Program updates May2022

Greetings to friends and supporters of Hepatitis B Free.

As always, we are very grateful for your encouragement, gifts and prayers.  We see encouraging signs that travel around the world is opening up again.  It is too early to say that the worst of the COVID epidemic is behind us, but greater understanding of the disease itself, improved therapeutics and increased vaccination rates make us hopeful for a better future.

We would like to provide you with a few country-specific updates:

Kiribati. We are currently planning a technical trip to the main island of South Tarawa and some of the outer islands in the October-November timeframe. The timing will be dependent on availability of our counterparts in Kiribati and the quarantine requirements for COVID.  Since our last report, our team has participated in the creation of the new Kiribati National Hepatitis Action Plan which is awaiting final approval by the government.  A new electronic medical record system, Tamanu, has been proposed to link hepatitis programs across the various island chains that make up the country.  It is hoped that software, hardware, and training for this system will be supported by the Australian government.

Papua New Guinea.  Our hepatitis activities at Siroga clinic have centered around case-based lectures, re-supply of hepatitis B medications, and training for laboratory personnel.  We are excited about possible opportunities to begin projects in the very remote Central Highlands region, the capital of Port Moresby, and Milne Bay.  A shipment of donated anti-fungal medications that treat one of the most common local skin diseases, called “grille.” is being sent.  We are planning on making onsite visits to our PNG projects early next year.

Myanmar.  Our colleagues who work in the Putao project in northern Myanmar continue to amaze us with their dedication despite a very difficult political situation.  We have biweekly patient discussions via Zoom to provide consultations for over 300 individuals who are infected with hepatitis C and are being treated.  It is unlikely that our teams will be able to visit for the foreseeable future, but we plan to continue our close collaboration via teleconference.

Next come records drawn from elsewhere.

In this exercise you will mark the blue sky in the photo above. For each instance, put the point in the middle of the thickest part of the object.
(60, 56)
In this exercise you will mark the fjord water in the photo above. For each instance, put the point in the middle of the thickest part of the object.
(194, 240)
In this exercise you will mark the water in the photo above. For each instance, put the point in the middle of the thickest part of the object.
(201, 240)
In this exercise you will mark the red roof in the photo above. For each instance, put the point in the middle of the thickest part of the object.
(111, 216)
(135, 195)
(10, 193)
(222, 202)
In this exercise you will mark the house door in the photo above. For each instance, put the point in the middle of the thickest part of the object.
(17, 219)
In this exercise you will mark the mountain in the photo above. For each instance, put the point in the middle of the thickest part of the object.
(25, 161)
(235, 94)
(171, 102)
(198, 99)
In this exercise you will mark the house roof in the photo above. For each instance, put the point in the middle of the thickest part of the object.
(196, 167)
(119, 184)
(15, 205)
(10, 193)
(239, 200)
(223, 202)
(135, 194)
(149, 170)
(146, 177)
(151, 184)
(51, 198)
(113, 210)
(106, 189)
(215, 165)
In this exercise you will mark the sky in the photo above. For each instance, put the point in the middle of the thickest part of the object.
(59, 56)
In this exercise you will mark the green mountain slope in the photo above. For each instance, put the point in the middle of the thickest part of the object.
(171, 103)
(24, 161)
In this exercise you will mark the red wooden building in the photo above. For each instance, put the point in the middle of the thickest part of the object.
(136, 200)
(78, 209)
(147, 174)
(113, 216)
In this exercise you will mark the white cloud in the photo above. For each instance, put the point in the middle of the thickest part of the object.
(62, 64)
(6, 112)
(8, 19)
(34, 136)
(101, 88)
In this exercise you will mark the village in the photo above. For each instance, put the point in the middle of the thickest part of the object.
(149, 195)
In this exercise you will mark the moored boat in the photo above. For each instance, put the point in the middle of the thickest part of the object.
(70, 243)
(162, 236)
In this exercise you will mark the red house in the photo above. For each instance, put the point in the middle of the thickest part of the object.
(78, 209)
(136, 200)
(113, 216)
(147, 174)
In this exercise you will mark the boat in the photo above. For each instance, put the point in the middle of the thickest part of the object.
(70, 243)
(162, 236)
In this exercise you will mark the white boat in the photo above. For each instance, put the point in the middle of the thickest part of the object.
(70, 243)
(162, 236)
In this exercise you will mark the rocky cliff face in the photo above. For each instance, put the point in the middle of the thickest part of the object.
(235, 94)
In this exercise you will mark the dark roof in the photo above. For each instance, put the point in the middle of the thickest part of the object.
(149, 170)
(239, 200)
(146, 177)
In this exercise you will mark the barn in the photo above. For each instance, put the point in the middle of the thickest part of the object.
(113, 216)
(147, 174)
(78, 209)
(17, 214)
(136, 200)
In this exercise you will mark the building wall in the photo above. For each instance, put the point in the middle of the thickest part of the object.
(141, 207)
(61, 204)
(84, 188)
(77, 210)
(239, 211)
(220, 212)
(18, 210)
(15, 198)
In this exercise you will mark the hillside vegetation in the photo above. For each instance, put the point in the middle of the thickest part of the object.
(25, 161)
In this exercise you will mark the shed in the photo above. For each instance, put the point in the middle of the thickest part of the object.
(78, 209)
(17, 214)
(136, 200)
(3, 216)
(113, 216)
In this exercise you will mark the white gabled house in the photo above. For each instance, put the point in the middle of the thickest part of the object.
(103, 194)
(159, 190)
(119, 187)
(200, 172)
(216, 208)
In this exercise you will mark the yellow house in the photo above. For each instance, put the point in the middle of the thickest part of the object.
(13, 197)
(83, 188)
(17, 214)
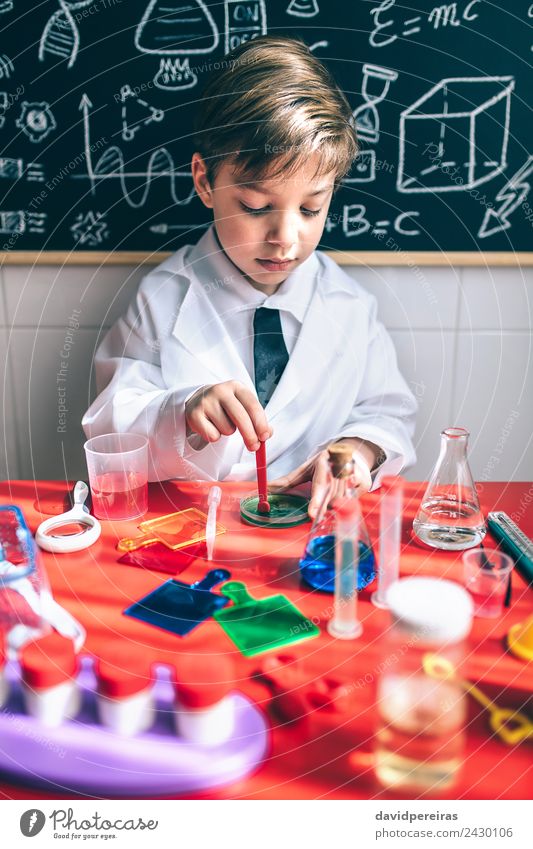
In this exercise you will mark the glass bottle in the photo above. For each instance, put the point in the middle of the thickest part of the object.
(421, 706)
(317, 566)
(449, 516)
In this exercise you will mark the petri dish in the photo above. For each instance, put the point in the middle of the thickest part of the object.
(286, 510)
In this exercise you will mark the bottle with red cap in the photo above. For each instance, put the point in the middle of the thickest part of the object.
(205, 712)
(3, 682)
(49, 666)
(124, 688)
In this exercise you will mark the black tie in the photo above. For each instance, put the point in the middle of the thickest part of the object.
(270, 352)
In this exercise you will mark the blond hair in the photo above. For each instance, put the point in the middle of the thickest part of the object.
(272, 107)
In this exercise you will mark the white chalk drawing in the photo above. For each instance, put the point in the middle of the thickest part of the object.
(374, 88)
(111, 166)
(162, 229)
(90, 229)
(363, 169)
(176, 28)
(512, 195)
(6, 66)
(36, 120)
(4, 105)
(355, 223)
(387, 28)
(317, 45)
(20, 221)
(131, 124)
(61, 36)
(455, 136)
(14, 169)
(243, 20)
(303, 8)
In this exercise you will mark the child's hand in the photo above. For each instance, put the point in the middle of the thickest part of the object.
(221, 409)
(316, 470)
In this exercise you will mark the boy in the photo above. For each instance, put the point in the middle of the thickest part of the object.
(251, 334)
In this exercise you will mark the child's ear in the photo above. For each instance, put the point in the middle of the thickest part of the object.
(201, 183)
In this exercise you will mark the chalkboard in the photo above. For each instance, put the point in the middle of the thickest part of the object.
(96, 118)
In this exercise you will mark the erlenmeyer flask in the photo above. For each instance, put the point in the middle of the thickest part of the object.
(449, 516)
(317, 566)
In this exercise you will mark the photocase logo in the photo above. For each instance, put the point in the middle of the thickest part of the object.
(32, 822)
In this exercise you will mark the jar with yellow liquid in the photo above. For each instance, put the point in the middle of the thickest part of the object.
(421, 714)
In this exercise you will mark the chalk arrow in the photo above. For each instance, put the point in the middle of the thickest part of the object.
(510, 197)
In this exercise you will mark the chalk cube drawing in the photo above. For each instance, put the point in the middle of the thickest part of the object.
(455, 136)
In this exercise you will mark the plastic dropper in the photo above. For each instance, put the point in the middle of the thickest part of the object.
(390, 534)
(213, 500)
(344, 624)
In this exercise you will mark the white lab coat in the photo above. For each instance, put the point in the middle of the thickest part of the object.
(342, 377)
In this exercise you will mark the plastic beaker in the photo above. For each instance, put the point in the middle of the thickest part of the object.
(118, 475)
(486, 574)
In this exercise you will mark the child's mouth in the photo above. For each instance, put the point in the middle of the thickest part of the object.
(270, 265)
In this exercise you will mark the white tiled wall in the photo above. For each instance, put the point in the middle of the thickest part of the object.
(463, 338)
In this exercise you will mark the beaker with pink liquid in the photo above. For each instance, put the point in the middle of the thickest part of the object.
(118, 475)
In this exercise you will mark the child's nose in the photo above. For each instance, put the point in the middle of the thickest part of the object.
(283, 233)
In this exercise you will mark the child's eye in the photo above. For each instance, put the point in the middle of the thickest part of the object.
(307, 212)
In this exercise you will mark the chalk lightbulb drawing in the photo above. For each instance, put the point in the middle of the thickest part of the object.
(174, 28)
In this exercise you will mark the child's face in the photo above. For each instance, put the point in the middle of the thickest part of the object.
(279, 219)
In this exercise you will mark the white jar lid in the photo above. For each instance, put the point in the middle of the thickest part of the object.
(436, 609)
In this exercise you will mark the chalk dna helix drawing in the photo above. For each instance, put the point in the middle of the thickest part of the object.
(61, 36)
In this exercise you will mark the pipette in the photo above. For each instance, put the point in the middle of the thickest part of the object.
(213, 500)
(260, 459)
(344, 624)
(390, 532)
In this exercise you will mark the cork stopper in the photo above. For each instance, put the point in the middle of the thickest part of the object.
(340, 458)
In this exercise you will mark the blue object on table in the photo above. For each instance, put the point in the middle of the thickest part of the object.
(178, 607)
(317, 566)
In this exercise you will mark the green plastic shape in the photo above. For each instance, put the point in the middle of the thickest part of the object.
(260, 625)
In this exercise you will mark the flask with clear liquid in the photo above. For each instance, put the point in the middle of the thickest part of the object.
(317, 566)
(449, 516)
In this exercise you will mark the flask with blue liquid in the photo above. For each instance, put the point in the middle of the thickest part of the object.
(317, 566)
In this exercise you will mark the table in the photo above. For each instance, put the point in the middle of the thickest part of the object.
(327, 755)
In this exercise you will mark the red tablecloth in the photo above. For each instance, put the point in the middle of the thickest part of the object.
(327, 755)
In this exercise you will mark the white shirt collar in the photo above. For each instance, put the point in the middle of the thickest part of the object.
(229, 290)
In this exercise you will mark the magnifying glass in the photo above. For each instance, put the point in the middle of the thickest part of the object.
(71, 531)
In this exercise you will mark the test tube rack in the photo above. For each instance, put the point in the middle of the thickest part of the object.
(82, 756)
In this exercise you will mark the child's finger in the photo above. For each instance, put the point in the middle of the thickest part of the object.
(222, 420)
(256, 412)
(242, 421)
(206, 429)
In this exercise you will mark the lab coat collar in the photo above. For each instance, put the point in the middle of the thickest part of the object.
(229, 290)
(327, 327)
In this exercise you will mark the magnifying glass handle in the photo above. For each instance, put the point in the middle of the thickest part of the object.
(81, 491)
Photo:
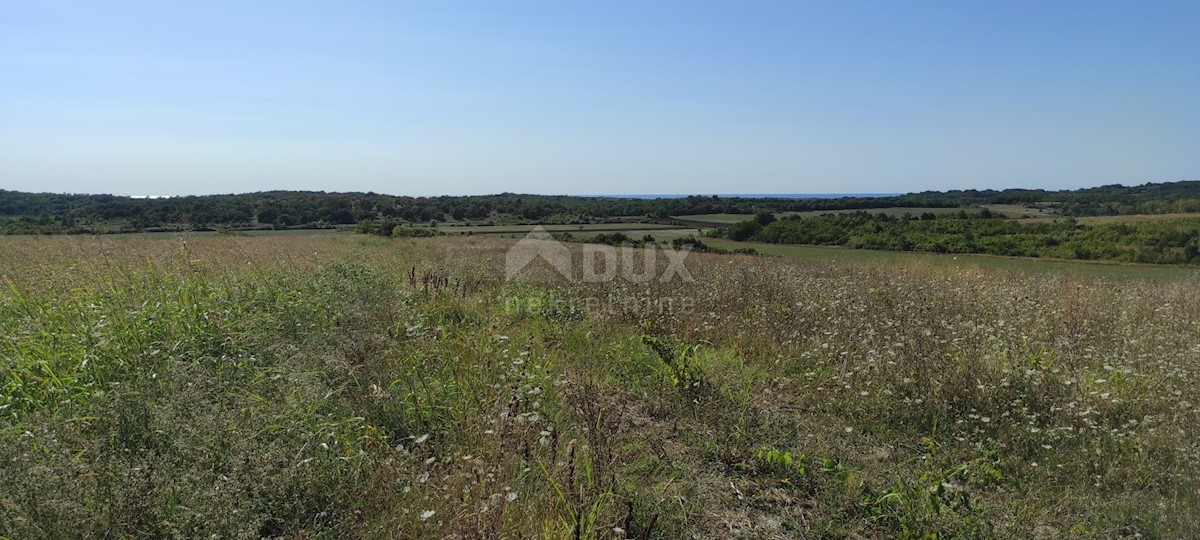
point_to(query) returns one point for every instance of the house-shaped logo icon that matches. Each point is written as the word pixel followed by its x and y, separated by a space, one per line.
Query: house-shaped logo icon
pixel 538 244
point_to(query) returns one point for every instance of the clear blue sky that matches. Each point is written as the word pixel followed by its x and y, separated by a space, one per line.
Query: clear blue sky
pixel 166 97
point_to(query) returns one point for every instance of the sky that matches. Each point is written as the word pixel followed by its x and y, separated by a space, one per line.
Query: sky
pixel 606 97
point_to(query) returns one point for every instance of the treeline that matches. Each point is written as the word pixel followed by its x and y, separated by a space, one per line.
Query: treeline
pixel 58 213
pixel 1163 241
pixel 1104 201
pixel 54 213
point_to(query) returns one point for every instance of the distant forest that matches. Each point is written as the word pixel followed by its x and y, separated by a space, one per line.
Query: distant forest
pixel 1161 241
pixel 23 213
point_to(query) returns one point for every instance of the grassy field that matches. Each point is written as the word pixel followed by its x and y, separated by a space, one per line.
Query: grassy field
pixel 359 387
pixel 727 219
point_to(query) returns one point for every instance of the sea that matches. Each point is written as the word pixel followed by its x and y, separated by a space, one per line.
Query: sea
pixel 748 196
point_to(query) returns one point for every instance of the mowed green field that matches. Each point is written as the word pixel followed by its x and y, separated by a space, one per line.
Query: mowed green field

North Korea.  As many of you may know, North Korea is in the midst of what is presumed to be a large outbreak of COVID-19.  We are deeply concerned about the situation in this nation because of the increased vulnerability that we have seen during our patient encounters, the lack of medical infrastructure, and the absence of immunity (either natural or through vaccinations).  Many of our patients whom we were treating are immunocompromised due to hepatitis.  We are hopeful that this unfolding disaster will motivate the leadership to reach out to the world and accept humanitarian aid.

We have deep gratitude for your continued support, without which we could not continue to provide the services that we do.  We send our best wishes to each of you for good health and much joy in your lives.